Öncelikle Beyoğlu bir açıkhava yemekhanesi ve nargilecisi değildir. 20 milyonluk şehrin kahrını geçen, sokaklarında gün içerisinde milyonlarca insanın sirkülasyon halinde olduğu kültürel bir çekim merkezidir. Hiçbir uygar şehirde, böyle bir merkez masalarla işgal edilemez. Ettirmezler. Hiçbir uygar şehirde olağanüstü güzellikteki binaların girişi masalarla ablukaya alınıp tüm diğer katları fonksiyonsuz hale getirilerek ranta açılmaz. Açtırmazlar. O binaların tüm katlarına hayat verirler. Hiçbir uygar şehirde, o şehrin uygar vatandaşları masalarla gasp edilmiş bir kamusal alana hak tanımazlar. Belediye'ye zaten gerek kalmaz, polis çağırır o masaları atttırırlar. Gelin görün ki, burası yine Türkiye! Bizim "uygarlar" bedava hakkı olan sokağı kullanmak için bir bardak sulu biraya 20 TL ödemenin peşinde. Öyle mi? Mübahtır o zaman sizin özgürlük anlayışınızda gasp, şiddet, alıkoyma, mafya!

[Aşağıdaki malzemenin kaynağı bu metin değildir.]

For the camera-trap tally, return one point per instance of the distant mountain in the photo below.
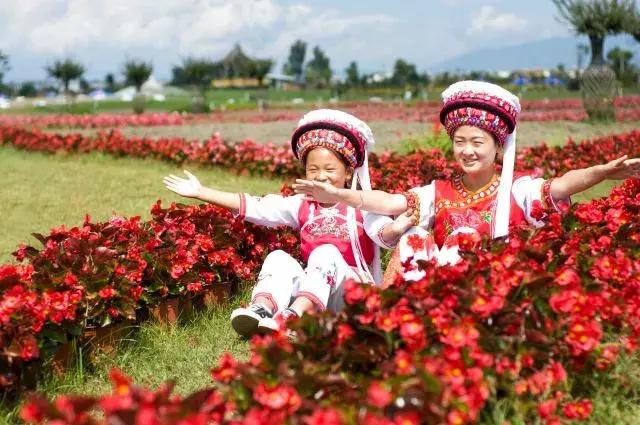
(538, 54)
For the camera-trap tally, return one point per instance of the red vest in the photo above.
(328, 225)
(457, 207)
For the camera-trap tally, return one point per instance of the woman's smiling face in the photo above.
(474, 149)
(324, 165)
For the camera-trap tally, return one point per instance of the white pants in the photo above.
(282, 279)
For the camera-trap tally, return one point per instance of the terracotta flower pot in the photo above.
(169, 310)
(63, 359)
(104, 339)
(215, 295)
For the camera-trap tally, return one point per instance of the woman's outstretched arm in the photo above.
(192, 188)
(375, 201)
(576, 181)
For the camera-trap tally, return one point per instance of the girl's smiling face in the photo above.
(323, 165)
(474, 149)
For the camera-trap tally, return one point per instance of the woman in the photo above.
(480, 119)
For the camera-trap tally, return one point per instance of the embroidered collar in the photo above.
(486, 190)
(467, 198)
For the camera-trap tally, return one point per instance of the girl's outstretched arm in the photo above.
(375, 201)
(576, 181)
(191, 188)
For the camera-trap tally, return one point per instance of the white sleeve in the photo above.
(271, 210)
(427, 200)
(373, 225)
(526, 190)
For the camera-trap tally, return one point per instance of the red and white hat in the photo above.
(495, 110)
(351, 138)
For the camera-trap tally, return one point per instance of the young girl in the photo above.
(337, 241)
(480, 119)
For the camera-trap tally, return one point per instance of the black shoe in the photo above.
(244, 320)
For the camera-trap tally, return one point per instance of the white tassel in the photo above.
(503, 207)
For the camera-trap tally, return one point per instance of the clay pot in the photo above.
(214, 295)
(169, 310)
(104, 339)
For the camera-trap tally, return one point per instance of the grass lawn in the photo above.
(40, 192)
(387, 133)
(248, 98)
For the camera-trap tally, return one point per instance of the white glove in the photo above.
(189, 188)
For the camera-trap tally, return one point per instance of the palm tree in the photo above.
(136, 72)
(596, 19)
(65, 70)
(198, 73)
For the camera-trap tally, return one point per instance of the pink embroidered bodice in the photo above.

Ayrıca kimdir bu özgürlük savaşçıları? Kimin özgürlüğü adına kiminle savaşıyorlar? Bunlar Beyoğlu'na haftanın bir günü gelip son parasını o masalara bırakan lümpenler midir, gerçek semt sakinleri midir, masa teröründen maddi çıkar elde eden güç odakları mıdır, yoksa senelerdir bu magandalar para kazanacak diye kamusal alanda mağduriyet yaşayan sivil halk mıdır? Önce bunun ayrımını yapmak lazım. Bu mücadeleyi kimin = kimler adına yürüttüğünü çok iyi kritik etmek lazım. Sonra semte dönmek lazım.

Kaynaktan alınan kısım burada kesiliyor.